Accenture was the first sponsor to drop Mr. Woods after the details of his infidelities surfaced, and many felt that the golfer’s decision to hold his news conference on the same day of the third round of the Accenture World Championship tournament was a vindictive slap at his former backer.
But Accenture spokesman Fred Hawrysh said Mr. Woods’ agent, Mark Steinberg of Cleveland-base IMG, advised Accenture about the press conference in advance of the announcement to the media and there was no deliberate attempt to undermine the golf tournament.
The reason the event was held this morning is that Mr. Woods said he is headed back to therapy after a short break this week, and he made direct note of that in his news conference.
“Starting tomorrow, I will leave for more treatment and more therapy,” Mr. Woods said. “I would like to thank my friends at Accenture and the players in the field this week for understanding why I’m making these remarks today.”
But Mr. Hawrysh said Mr. Woods is not under consideration to return as an Accenture endorser.
“We ended our marketing agreement with Tiger Woods in December when he was no longer an effective vehicle to deliver our advertising messages,” Mr. Hawrysh told Ad Age. “However, we continue to support golf and the Accenture Match Play Championship and we look forward to having Tiger back at next year’s tournament.”
Nike and EA Sports have already publicly supported the golfer. Tag Heuer, after initially saying it would drop Mr. Woods, has also kept the golfer as an endorser.
“The partnership with Tiger Woods will continue,” Jean-Christophe Babin, president-CEO of Tag Heuer, said in a statement. “But we will downscale the use of his image in certain markets for a period of time, depending on his decision about returning to professional golf. We will continue to actively support the Tiger Woods Foundation.”
Never Be the Same
Stephen McDaniel, professor of sports marketing at the University of Maryland, said he believes Mr. Woods will never be the same endorser again.

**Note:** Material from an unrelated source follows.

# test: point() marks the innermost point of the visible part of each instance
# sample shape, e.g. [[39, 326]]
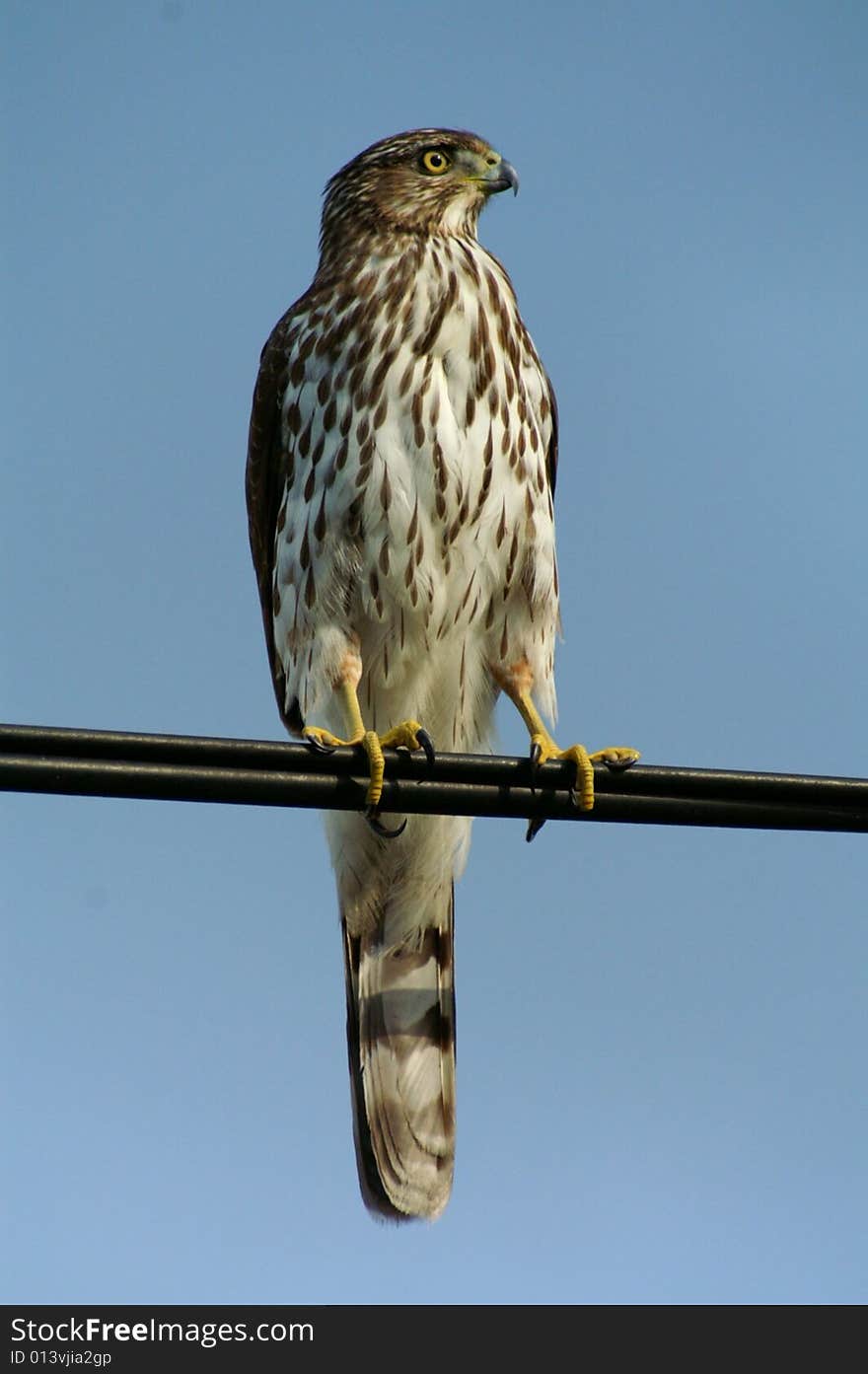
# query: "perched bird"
[[399, 481]]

“I believe he was sincere and it sounds like he’s doing the right things to move forward, but from an advertiser perspective, in his career as an endorser, I can’t imagine this [news conference] has done anything to assuage his commercial partners in any way,” Mr. McDaniel said.
Perhaps just as importantly, Mr. Woods said he did not know when he would return to the game of golf, saying “I do plan to return to golf one day. I just don’t know when that day will be. I don’t rule out it will be this year.”
The PGA Tour can’t wait.
Not only is Mr. Woods a personal endorsement machine — $64 million in 2009 according to Forbes magazine — but his presence on the PGA Tour is the difference between a financial birdie and a bogey to all parties involved: the Tour, TV networks and advertisers. When Mr. Woods injured his knee and missed a good portion of the 2008 and some of the 2009 golf season, TV viewership of weekly tournaments plummeted by almost 47% according to Nielsen Media.